Soaring OCLC searching costs is likely to be a CMC agenda topic in May.

 

 

III.               Update on Sheet Music OAI meeting Mar. 28-29 at IndianA University & local Dublin Core-related activities

Several libraries are interested in working together to provide access to sheet music collections.  Brown, Duke, Indiana, Johns Hopkins, UCLA, and University of Illinois all sent representatives to the Mar. 28-29 meeting.  Representing UCLA were: Stephen Davison (lead), Howard Batchelor, Curtis Fornadley, and John Riemer.

 

Prior to this meeting, five YRL Cataloging Department volunteers worked with John Riemer to develop a set of Dublin Core qualified data elements: Sharon Benamou, Joan LoPear, Janice Matthiesen, Nancy Norris, and Louise Ratliff.  The DC element set met certain conditions specific to the UCLA project.  A single “digital object” for the UCLA project includes (1) one version of the score for a song; and (2) variant versions of the cover. UCLA intended to also include a sound file for the song as part of the digital object. (See handout for details regarding definitions for a collection-level DC record.)

 

At the meeting, John learned about other approaches that libraries are taking.  Johns Hopkins is using a program to convert the scores to Midi files.  Another library is including as alternative titles the first lines of the chorus or the lyrics.  Another library is digitizing all of the scores, tossing the versions that are duplicates, and retaining all variants.

 

The desired goal of the individual efforts is an OAI (Open Archives Initiative) database; records for LC’s sheet music would be available to us for this project.  So far, 50 organizations have created (or have declared an intent to create) OAI databases; but there have been only six data providers.

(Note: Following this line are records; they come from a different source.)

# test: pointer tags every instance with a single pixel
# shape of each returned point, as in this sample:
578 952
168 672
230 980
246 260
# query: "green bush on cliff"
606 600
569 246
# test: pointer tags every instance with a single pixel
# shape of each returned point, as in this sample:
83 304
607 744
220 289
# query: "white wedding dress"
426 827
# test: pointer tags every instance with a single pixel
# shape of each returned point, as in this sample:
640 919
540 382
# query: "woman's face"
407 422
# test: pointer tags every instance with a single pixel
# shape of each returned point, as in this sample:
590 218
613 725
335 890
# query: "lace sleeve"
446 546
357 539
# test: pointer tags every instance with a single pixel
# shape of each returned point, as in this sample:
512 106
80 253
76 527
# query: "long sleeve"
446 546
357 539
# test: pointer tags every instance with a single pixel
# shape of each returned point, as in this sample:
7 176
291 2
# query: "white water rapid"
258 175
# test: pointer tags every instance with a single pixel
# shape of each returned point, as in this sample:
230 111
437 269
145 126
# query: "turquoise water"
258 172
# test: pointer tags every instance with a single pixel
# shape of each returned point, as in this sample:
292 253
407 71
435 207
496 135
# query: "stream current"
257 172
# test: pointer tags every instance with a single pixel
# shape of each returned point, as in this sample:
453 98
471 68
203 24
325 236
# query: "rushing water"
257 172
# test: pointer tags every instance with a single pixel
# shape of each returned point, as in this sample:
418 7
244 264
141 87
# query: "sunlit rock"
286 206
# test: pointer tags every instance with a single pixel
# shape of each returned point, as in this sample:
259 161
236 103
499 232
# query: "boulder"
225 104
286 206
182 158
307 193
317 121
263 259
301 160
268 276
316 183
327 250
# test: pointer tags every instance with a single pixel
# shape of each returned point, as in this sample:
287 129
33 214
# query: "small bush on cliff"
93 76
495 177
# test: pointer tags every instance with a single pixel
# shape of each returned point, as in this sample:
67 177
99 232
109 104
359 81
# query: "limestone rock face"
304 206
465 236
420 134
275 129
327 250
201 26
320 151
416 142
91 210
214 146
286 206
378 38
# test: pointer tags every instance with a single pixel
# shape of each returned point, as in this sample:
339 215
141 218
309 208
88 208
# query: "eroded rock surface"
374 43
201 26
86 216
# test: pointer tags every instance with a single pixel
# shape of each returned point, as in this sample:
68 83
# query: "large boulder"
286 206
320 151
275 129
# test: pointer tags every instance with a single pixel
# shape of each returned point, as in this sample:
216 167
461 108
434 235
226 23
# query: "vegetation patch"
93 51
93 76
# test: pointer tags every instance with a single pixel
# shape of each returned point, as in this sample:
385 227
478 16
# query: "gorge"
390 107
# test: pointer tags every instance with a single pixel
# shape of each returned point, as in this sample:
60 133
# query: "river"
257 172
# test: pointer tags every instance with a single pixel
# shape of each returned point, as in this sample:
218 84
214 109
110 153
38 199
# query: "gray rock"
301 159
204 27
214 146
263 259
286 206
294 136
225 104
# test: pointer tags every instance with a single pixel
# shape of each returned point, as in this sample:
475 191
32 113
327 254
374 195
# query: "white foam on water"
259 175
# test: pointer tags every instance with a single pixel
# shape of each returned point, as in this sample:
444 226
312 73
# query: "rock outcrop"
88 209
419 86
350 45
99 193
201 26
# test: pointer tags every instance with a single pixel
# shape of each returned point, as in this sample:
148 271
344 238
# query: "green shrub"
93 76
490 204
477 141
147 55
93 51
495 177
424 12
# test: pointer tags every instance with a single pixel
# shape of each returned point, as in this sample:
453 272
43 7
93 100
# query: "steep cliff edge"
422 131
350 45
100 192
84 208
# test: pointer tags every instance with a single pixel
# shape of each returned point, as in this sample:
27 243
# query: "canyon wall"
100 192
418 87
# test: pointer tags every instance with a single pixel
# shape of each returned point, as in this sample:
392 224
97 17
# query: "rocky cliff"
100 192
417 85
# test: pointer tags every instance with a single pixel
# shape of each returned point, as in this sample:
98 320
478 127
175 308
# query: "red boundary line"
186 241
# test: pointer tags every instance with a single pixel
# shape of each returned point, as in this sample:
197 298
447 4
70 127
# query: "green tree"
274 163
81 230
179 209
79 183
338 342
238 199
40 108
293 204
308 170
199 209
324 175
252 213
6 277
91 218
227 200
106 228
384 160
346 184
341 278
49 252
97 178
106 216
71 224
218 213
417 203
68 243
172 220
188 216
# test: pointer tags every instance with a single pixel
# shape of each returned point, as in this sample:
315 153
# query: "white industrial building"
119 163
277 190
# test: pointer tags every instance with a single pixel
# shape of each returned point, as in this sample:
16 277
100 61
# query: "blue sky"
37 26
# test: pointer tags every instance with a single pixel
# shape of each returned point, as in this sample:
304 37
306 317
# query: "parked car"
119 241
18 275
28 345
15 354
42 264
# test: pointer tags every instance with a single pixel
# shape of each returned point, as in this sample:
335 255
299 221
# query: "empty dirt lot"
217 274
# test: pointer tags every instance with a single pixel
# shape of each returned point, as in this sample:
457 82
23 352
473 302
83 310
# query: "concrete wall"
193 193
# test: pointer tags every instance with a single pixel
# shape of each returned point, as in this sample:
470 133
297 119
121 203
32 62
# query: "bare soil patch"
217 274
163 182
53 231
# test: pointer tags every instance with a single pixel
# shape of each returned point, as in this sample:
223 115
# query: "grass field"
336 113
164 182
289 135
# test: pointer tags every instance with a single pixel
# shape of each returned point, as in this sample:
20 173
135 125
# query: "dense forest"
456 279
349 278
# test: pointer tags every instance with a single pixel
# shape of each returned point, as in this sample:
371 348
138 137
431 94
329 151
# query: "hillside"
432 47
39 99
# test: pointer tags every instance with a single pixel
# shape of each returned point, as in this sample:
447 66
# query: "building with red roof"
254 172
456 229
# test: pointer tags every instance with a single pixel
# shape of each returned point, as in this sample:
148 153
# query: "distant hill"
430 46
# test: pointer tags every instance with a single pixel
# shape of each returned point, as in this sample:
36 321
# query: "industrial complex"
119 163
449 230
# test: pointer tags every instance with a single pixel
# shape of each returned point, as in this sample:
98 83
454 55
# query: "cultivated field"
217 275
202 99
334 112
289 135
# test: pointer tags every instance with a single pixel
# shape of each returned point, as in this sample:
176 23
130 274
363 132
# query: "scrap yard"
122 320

A Music OAI would take OAI development in a new direction.

 

Conclusion: Three task subgroups will look at issues related to a sheet music OAI.  Of the three subgroups, John Riemer and Stephen Davison both signed up for one on metadata.  The subgroup will develop a DC unqualified element set.  If ready by fall, a demonstration database could be presented at Johns Hopkins; if more time is required, this could occur before or after ALA midwinter.

 

FRONTERA: New Opportunity: Various UCLA units (Chicano Studies Research Center, Digital Library Group, Music Library) will be working with the Arhoolie Foundation to create a Frontera Digital Archive of audio files (with images of labels) for ca. 17,000 78 rpm sound recordings.  Let John know if you are interested in working on a DC data set for objects in this archive.

 

IV.              Announcements

A.  Scores enhance: Kudos to Renée McBride & Joan LoPear!  UCLA has been accepted as an OCLC Scores Enhance library.

B.   Dreamweaver software: A copy for Cataloging Department use is now installed on the PC that Bic Tran used to use.  Save work to your H-drive.

C.  Steering by Standards Videoconference: A video for the Mar. 26 videoconference, on the Open Archives Initiative, will be available soon.
To come: Apr. 19,
9-11:30 am: The OAIS Imperative: D. Sawyer, M Smith, B. Ambacher. OAIS = Open Archives Information System.  This videoconference will cover preservation of born-digital data

D. April 18’s Catalogers Group meeting will include reports from Music Library Association’s meeting and the joint ARLIS/NA-Visual Resources Association meeting.  John will ask Curtis Fornadley if he can repeat for Catalogers Group the OAI overview he gave March 28 in Bloomington, either on April 11 or some time in May.